Roger Close-Brooks

Personal information
- Nationality: British (English)
- Born: 2 November 1906 Prestbury, Cheshire, England
- Died: 17 May 1980 Southampton, England

Sport
- Sport: Rowing
- Event: Eights
- Club: London RC

Medal record
Men's Rowing
Representing England
British Empire Games
| Gold medal – first place | 1930 Hamilton | Eights |

= Roger Close-Brooks =

English rower (1906–1980)

Roger Close-Brooks (2 November 1906 – 17 May 1980) was an English rower. He competed in the eights at the 1930 British Empire Games for England and won a gold medal.

== Biography ==

He was educated at Harrow School and Trinity College, Cambridge.

He competed for the 1930 English team in the eights event at the 1930 British Empire Games in Hamilton, Ontario, Canada and won a gold medal.

He was a stockbroker's clerk at the time of the 1930 Games.
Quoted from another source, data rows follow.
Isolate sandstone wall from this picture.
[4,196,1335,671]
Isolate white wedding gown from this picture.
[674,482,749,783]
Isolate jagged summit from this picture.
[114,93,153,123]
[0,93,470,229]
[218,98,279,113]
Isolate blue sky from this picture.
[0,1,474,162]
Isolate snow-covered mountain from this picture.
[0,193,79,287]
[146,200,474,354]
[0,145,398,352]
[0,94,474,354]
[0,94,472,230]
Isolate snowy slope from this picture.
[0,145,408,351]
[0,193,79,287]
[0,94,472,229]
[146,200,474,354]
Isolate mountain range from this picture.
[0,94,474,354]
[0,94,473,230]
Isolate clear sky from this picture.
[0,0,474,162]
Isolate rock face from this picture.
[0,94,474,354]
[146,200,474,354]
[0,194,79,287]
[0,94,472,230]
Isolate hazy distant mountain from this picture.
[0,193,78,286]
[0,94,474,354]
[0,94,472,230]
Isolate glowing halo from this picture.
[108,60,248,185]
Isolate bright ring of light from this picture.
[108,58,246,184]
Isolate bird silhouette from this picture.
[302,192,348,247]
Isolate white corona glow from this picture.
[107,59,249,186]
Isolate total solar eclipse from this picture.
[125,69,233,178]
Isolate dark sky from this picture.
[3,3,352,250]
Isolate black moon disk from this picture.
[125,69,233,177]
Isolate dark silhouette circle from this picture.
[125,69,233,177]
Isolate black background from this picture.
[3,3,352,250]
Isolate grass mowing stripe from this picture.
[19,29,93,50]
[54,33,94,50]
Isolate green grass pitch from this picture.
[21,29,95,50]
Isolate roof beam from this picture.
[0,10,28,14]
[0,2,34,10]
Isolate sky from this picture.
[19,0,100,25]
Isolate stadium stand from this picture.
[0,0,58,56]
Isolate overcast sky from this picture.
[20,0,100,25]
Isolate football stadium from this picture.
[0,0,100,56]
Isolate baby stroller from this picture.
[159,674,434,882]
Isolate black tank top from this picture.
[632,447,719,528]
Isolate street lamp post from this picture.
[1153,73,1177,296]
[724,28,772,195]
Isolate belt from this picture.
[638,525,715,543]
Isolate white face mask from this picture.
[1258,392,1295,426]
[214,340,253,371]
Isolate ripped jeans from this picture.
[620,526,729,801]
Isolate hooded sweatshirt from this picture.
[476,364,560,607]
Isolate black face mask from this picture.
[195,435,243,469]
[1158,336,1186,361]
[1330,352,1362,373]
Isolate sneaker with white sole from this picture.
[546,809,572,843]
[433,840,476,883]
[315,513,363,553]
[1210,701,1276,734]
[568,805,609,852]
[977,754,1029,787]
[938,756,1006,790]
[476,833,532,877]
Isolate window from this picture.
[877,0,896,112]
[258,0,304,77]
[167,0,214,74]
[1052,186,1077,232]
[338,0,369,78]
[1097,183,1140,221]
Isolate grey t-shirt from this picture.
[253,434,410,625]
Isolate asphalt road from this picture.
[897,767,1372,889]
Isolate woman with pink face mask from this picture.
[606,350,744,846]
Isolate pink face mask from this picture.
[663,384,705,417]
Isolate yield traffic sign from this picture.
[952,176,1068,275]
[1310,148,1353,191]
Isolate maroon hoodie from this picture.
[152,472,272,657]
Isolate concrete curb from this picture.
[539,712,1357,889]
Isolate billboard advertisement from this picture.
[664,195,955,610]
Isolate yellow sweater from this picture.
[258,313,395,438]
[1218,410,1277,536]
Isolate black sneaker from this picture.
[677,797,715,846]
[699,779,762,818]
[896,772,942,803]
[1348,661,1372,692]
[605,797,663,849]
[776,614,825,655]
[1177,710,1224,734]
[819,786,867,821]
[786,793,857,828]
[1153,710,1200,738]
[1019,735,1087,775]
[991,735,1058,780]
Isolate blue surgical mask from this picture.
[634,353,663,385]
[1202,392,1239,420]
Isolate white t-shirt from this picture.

In 1934, he married Marian, second daughter of Gerald Beesly, J.P. and Helen (née Chamberlain), who was a cousin of Neville Chamberlain. Marian was the sister of rower Richard Beesly (1907–1965), who won an Olympic gold medal at the 1928 Summer Olympics; and writer Patrick Beesly.

On 24 May 1940 he was promoted to 2nd Lt of the King's Shropshire Light Infantry and during World War II in 1944 was awarded the Distinguished Service Order.